# dualing symmons mixing valves



## Plumb26 (May 18, 2013)

Customer has high/low setup with separate valves. (not the all-in-one kind). Can not keep consistent temperature fluctuates from 90*-125*. I shut one down and adjusted temps and they held. Shut it down and adjusted the other to same temp. It held. When I turn them both on, it goes all over the place but, not fast enough to notice right away. Both have been rebuilt recently and took both apart and they aren't scaled up or anything. Any help would be appreciated.


----------



## Redwood (Sep 8, 2008)

Plumb26 said:


> Customer has high/low setup with separate valves. (not the all-in-one kind). Can not keep consistent temperature fluctuates from 90*-125*. I shut one down and adjusted temps and they held. Shut it down and adjusted the other to same temp. It held. When I turn them both on, it goes all over the place but, not fast enough to notice right away. Both have been rebuilt recently and took both apart and they aren't scaled up or anything. Any help would be appreciated.

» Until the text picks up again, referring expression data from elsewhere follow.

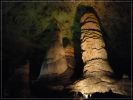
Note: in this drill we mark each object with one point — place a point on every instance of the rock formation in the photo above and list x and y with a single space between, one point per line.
97 73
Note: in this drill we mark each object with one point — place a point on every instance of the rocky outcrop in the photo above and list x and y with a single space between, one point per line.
97 73
54 62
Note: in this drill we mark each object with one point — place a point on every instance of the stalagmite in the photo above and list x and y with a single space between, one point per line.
58 66
97 73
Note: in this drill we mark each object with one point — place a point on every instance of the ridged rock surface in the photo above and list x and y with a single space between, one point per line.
97 73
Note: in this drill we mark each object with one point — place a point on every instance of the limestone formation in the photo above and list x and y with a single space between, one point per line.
97 73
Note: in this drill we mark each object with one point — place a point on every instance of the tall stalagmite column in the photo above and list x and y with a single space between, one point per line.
94 54
97 73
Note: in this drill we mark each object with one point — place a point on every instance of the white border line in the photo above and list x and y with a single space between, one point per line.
1 48
131 55
65 1
73 2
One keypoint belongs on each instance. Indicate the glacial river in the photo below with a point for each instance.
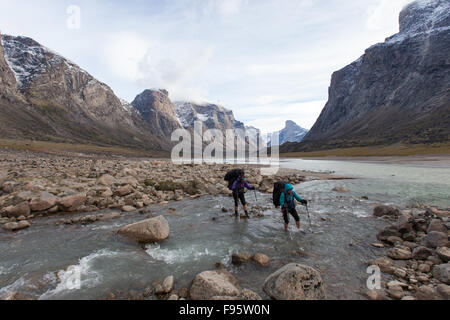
(36, 262)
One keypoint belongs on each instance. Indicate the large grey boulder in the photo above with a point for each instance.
(382, 211)
(73, 202)
(147, 231)
(21, 209)
(441, 272)
(295, 282)
(435, 239)
(43, 202)
(210, 284)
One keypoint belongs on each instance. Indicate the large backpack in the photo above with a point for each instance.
(278, 189)
(232, 176)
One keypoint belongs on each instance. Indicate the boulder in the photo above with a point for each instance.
(404, 223)
(106, 180)
(444, 253)
(437, 225)
(444, 291)
(422, 253)
(381, 211)
(398, 253)
(435, 239)
(16, 226)
(218, 283)
(295, 282)
(247, 294)
(241, 258)
(427, 293)
(8, 186)
(167, 285)
(385, 264)
(340, 189)
(128, 209)
(43, 202)
(441, 272)
(22, 209)
(147, 231)
(124, 190)
(389, 231)
(396, 293)
(261, 259)
(73, 202)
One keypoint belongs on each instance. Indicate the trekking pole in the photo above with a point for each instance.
(309, 218)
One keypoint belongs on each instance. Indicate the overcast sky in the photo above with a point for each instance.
(267, 60)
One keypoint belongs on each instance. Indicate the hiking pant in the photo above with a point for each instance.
(292, 212)
(239, 196)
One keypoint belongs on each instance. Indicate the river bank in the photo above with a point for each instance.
(35, 262)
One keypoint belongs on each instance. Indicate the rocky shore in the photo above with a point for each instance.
(416, 265)
(34, 185)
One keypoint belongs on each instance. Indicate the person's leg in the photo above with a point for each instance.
(294, 214)
(244, 203)
(286, 220)
(236, 204)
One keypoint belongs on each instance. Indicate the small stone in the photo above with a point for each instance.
(443, 253)
(167, 284)
(396, 293)
(261, 259)
(435, 239)
(444, 291)
(424, 268)
(128, 209)
(399, 254)
(372, 295)
(421, 253)
(240, 258)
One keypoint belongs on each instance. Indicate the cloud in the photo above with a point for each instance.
(384, 15)
(272, 117)
(151, 63)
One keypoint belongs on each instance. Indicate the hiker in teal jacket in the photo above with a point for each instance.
(287, 202)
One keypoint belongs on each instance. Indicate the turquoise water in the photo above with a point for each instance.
(403, 184)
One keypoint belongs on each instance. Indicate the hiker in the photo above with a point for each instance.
(238, 189)
(287, 202)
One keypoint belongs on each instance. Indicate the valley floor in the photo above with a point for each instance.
(435, 150)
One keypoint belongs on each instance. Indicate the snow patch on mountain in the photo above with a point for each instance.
(291, 133)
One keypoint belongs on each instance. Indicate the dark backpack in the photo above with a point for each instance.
(278, 189)
(232, 176)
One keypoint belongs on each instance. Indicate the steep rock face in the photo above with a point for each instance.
(56, 100)
(157, 110)
(291, 133)
(398, 91)
(213, 116)
(7, 77)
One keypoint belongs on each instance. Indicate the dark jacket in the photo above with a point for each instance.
(239, 186)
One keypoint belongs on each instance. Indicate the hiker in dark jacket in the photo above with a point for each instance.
(287, 202)
(239, 194)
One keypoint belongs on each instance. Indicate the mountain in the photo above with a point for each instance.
(291, 133)
(157, 110)
(47, 97)
(397, 92)
(213, 116)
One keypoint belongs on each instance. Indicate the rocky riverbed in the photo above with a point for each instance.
(37, 185)
(148, 229)
(416, 265)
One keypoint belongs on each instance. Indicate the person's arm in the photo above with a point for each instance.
(234, 185)
(249, 187)
(297, 196)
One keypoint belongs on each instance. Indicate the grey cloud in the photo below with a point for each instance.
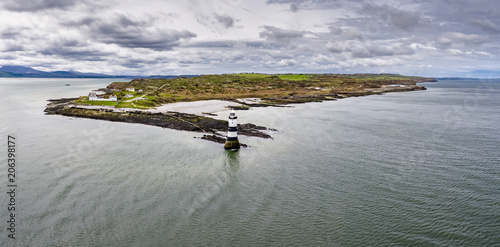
(297, 5)
(225, 20)
(405, 20)
(379, 51)
(130, 33)
(33, 6)
(278, 34)
(74, 49)
(485, 25)
(470, 39)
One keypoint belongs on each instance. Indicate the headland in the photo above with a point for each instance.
(188, 103)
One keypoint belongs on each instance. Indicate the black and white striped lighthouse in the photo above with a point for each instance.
(232, 142)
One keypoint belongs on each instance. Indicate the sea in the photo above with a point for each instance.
(417, 168)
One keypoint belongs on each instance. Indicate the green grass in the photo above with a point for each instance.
(251, 85)
(294, 77)
(85, 101)
(252, 75)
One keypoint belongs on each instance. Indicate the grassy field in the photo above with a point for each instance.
(250, 85)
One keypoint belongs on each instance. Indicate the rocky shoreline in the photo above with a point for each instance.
(213, 129)
(172, 120)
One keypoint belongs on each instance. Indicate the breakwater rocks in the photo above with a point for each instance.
(171, 120)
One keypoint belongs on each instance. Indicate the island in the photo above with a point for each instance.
(151, 101)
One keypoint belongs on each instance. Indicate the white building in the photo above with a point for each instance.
(93, 97)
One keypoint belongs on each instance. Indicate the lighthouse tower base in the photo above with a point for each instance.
(232, 145)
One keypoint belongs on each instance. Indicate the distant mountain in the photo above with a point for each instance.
(22, 71)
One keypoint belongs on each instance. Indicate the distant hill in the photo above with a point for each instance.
(22, 71)
(28, 72)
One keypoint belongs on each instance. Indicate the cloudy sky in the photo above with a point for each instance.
(411, 37)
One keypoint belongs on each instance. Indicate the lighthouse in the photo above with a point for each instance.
(232, 142)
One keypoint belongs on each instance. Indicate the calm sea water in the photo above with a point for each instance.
(401, 169)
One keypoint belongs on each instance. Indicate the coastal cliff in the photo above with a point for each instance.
(137, 97)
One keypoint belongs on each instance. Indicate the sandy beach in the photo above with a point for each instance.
(196, 107)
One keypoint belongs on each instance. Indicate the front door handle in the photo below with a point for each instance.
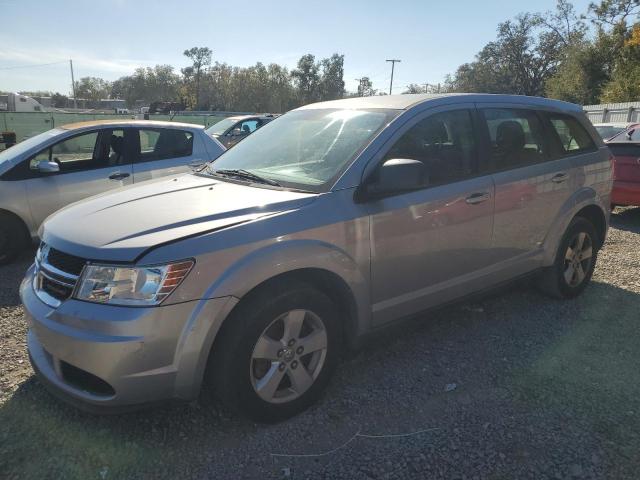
(476, 198)
(559, 178)
(118, 176)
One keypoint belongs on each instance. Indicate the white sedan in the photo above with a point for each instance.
(44, 173)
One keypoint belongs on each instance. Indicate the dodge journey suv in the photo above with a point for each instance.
(328, 223)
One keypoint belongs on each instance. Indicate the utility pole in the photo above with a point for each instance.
(393, 64)
(361, 90)
(73, 86)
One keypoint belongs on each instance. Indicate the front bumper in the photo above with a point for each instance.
(625, 193)
(111, 357)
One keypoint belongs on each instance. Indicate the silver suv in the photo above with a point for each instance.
(330, 222)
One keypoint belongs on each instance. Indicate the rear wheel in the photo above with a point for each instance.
(278, 353)
(13, 238)
(575, 261)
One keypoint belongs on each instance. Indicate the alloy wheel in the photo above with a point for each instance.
(288, 356)
(577, 259)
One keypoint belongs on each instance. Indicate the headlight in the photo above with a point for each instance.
(119, 285)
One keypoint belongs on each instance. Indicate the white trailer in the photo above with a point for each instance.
(23, 103)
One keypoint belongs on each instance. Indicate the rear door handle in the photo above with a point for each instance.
(476, 198)
(559, 178)
(118, 176)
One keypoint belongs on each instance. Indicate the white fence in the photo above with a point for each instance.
(613, 112)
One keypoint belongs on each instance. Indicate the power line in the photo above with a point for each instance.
(33, 65)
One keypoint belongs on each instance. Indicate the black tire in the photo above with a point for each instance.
(553, 279)
(230, 371)
(13, 238)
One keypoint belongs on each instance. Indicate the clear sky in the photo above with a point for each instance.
(109, 38)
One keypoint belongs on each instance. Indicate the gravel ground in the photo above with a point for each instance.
(512, 386)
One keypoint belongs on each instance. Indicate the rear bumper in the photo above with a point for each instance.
(109, 358)
(625, 193)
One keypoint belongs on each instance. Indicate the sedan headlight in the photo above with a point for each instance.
(138, 286)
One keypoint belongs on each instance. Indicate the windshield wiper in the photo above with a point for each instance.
(245, 174)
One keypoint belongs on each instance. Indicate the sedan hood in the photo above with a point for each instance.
(121, 225)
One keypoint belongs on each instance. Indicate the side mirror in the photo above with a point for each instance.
(394, 176)
(48, 167)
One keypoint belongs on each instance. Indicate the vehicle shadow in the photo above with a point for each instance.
(626, 219)
(499, 374)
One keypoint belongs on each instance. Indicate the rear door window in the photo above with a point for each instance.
(163, 143)
(77, 153)
(571, 137)
(516, 138)
(444, 142)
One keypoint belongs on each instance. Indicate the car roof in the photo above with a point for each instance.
(406, 101)
(128, 123)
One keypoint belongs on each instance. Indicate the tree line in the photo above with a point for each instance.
(207, 85)
(582, 57)
(586, 58)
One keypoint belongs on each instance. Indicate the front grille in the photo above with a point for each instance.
(57, 290)
(65, 262)
(56, 274)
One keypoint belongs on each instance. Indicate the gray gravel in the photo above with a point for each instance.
(512, 386)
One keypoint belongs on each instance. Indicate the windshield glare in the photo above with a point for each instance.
(306, 149)
(220, 127)
(27, 144)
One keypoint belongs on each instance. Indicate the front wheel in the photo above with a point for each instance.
(278, 353)
(574, 263)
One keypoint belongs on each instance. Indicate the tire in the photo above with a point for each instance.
(570, 275)
(13, 238)
(260, 366)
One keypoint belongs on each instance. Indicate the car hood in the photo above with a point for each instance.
(121, 225)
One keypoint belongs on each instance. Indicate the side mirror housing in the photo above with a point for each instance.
(394, 176)
(48, 167)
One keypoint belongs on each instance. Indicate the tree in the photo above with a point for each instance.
(307, 79)
(414, 88)
(611, 13)
(147, 85)
(200, 58)
(624, 85)
(568, 27)
(332, 79)
(92, 88)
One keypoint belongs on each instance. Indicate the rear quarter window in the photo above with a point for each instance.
(163, 143)
(571, 137)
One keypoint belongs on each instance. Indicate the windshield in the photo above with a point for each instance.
(25, 145)
(306, 149)
(608, 131)
(221, 127)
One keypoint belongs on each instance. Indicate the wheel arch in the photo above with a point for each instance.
(594, 214)
(584, 203)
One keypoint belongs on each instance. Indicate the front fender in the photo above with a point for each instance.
(293, 255)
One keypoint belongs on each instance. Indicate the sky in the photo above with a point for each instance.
(110, 38)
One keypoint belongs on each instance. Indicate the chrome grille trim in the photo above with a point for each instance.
(44, 270)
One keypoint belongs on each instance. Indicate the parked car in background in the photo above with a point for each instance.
(231, 130)
(625, 148)
(334, 220)
(49, 171)
(608, 130)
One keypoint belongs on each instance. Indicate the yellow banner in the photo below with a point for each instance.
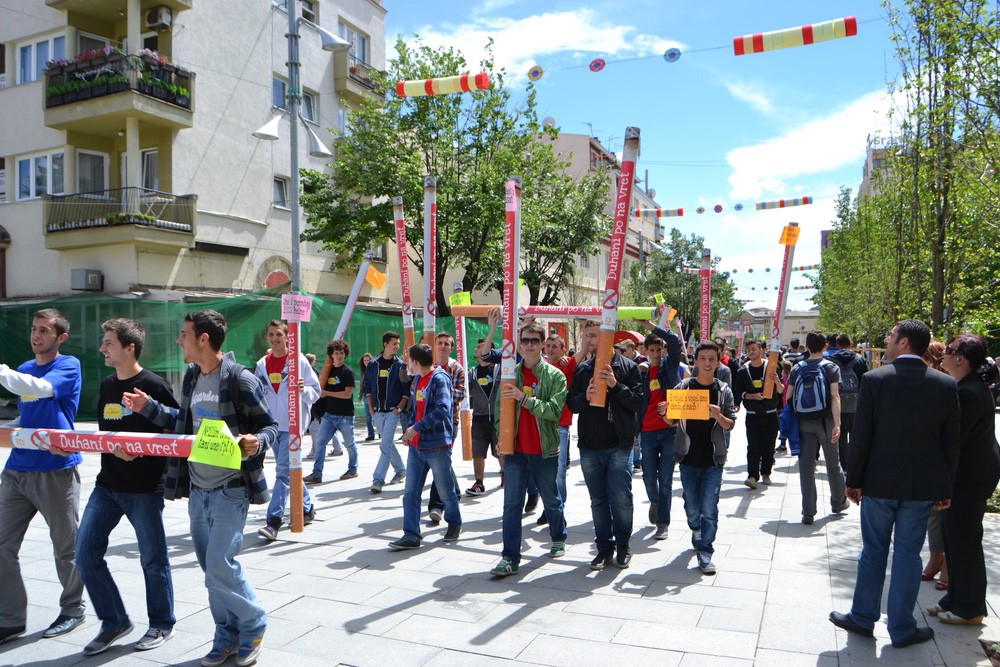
(687, 404)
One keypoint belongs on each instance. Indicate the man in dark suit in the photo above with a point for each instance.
(904, 454)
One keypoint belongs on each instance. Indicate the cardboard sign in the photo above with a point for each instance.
(687, 404)
(215, 445)
(296, 307)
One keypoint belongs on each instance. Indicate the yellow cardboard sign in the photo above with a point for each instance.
(215, 445)
(687, 404)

I'd suspect a hot water supply issue aggravated by higher flow conditions.
Are the pipes sized adequately?
Is there a tempering valve in use?
How is the hot water made? Tank, boiler coil, tankless???
Is the temperature consistent at the outlet of the water heating device when both are in use?
If a tempering valve is in use is the temperature at the outlet consistent when both mixers are in use?

That should give you some direction...


----------



## SewerRatz (Apr 25, 2009)

Also check the flow o the recirculation system, along with where it is tied in.


----------



## Redwood (Sep 8, 2008)

On The Symmons valves the pressure balancing spool is inside of the TA-10 Spindle and is easily checked by shaking it front to back.
You'll hear it clacking back and forth...
I didn't say that before because I really don't think it is the problem they are pretty reliable and usually stick to full hot or full cold only after a long period of no use.

I don't believe you have a crossover problem because that would most likely affect even the operation of a single valve.


----------



## Tommy plumber (Feb 19, 2010)

SewerRatz said:


> Also check the flow o the recirculation system, along with where it is tied in.














Maybe a bad check valve on the hot re-circ.


----------



## gplumb (Nov 21, 2008)

So plumb26, what's the outcome. These have been a pain for me too.


----------